Student loan “forgiveness” is getting patched into a 30-year subscription
$183 billion in student loans already got wiped through PSLF and income-driven repayment, and now they’re trying to “simplify” the system by turning forgiveness into a 30-year endurance sport.
Yeah. Thirty. As in: you can finish paying your loans around the same time your knees start making microwave noises.
A bunch of the current income-driven repayment plans are set to sunset by July 2028. That means borrowers who thought they had a reasonably humane ramp to forgiveness get funneled toward the new shiny option: RAP, the Repayment Assistance Plan.
Translation
the government saw people escaping the maze and said, “Cool, now do it again but longer.”
RAP’s big selling point is “streamlining” repayment and eventually forgiving remaining balances after 30 years.
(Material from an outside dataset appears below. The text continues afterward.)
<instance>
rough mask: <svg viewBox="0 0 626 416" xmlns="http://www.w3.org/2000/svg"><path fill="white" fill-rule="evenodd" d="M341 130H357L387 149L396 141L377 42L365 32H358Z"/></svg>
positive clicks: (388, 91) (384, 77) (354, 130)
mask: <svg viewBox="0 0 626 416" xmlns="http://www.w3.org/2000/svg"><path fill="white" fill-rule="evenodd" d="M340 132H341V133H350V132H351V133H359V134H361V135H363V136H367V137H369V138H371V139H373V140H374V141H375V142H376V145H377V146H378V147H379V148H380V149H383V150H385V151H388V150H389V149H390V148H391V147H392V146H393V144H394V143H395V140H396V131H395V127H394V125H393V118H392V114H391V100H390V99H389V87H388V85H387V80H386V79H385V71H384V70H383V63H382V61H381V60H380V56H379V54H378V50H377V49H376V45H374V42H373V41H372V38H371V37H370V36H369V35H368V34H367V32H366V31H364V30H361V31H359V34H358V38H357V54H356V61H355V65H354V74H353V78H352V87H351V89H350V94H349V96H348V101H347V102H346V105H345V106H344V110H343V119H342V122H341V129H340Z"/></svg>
Which is a great deal if you’re a bank, a servicer, or a politician who needs the number to look smaller on paper this decade.
Translation
we’re not killing the safety net, we’re just stretching it so thin it becomes a hammock for lenders.
And just to keep the vibe consistent: the people who benefit most are the ones who can wait you out. Congress rotates every two years, student loan companies bill every month, and you get to carry a balance like it’s a cursed family heirloom.
The Number
$183,000,000,000 — already forgiven, which is exactly why the new plan smells like “never again, peasants” with nicer font.
If you’re a borrower, this isn’t “relief.” It’s a generational subscription model where the cancellation email arrives after three decades of autopay and emotional damage.
The Bottom Line
They’re replacing “help me not drown” with “tread water for 30 years and we’ll talk.”
TLDR
They’re sunsetting a bunch of IDR plans by 2028 and steering people into RAP, aka student loans as a 30-year subscription you can’t cancel.